Tesla hat begonnen, seine beiden Software-Zweige zusammenzuführen, und die ersten Fahrzeuge, die das Ergebnis erhalten, stehen in Europa.
Die Firmware 2026.27.100.1 wird seit dem 24. August 2026 ausgerollt. Sie enthält FSD 14.2.2.6 für Hardware-4-Fahrzeuge und das 2026 Summer Update in ein und derselben Version — zum ersten Mal erhält ein Fahrzeug im FSD-Zweig damit den Funktionsumfang, den Fahrzeuge ohne FSD schon seit Wochen haben.
Warum FSD-Fahrzeuge überhaupt im Rückstand waren
Tesla entwickelt Fahrzeugfunktionen im Hauptzweig und FSD in einem separaten Zweig.

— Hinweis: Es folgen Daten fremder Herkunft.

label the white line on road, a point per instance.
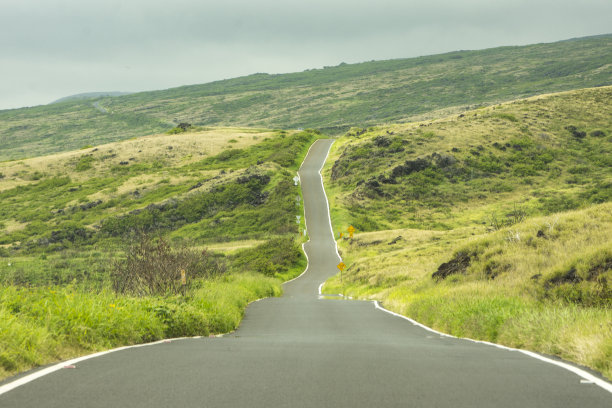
(588, 377)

Neue Funktionen fließen in den Dev-Zweig ein; FSD-Builds übernehmen sie nicht automatisch. Der praktische Effekt ist Besitzern dieser Option bestens vertraut — Sie bezahlen für den Fahr-Stack und warten dann länger als alle anderen auf die Arbeit an Infotainment und Navigation.
Das Summer Update hat diese Lücke ungewöhnlich sichtbar gemacht. Es erschien Ende Juli als Firmware 2026.26 für Fahrzeuge ohne FSD — und Fahrzeuge mit FSD bekamen es schlicht nicht.
Was die Zusammenführung bringt
Der Funktionsumfang des Summer Update, der nun FSD-Fahrzeuge erreicht:
- Preferred Routes — die Navigation priorisiert Straßen, die Sie ohnehin fahren, statt immer den schnellsten algorithmischen Vorschlag zu wählen. Erfordert Online Routing.
- Grok-Fahrzeugbefehle — Sprachsteuerung von Fahrzeugfunktionen über Grok, auf Fahrzeugen mit AMD-Hardware.
- Supercharger-Suche nach Namen — einen bestimmten Standort per Namen finden, statt die Karte abzusuchen.
- Set Arrival Energy — den gewünschten Ladestand bei Ankunft direkt in der Mobile App festlegen.
- Zoom der Fahrvisualisierung — eine gespeicherte Zoom-Einstellung für die Fahranzeige.
- Caraoke mit Punktewertung, Apple-Music-Warteschlange, Kameravorschau während der Fahrt, Upload eigener Wraps aus der Mobile App und Touch-Bedienung des hinteren Displays.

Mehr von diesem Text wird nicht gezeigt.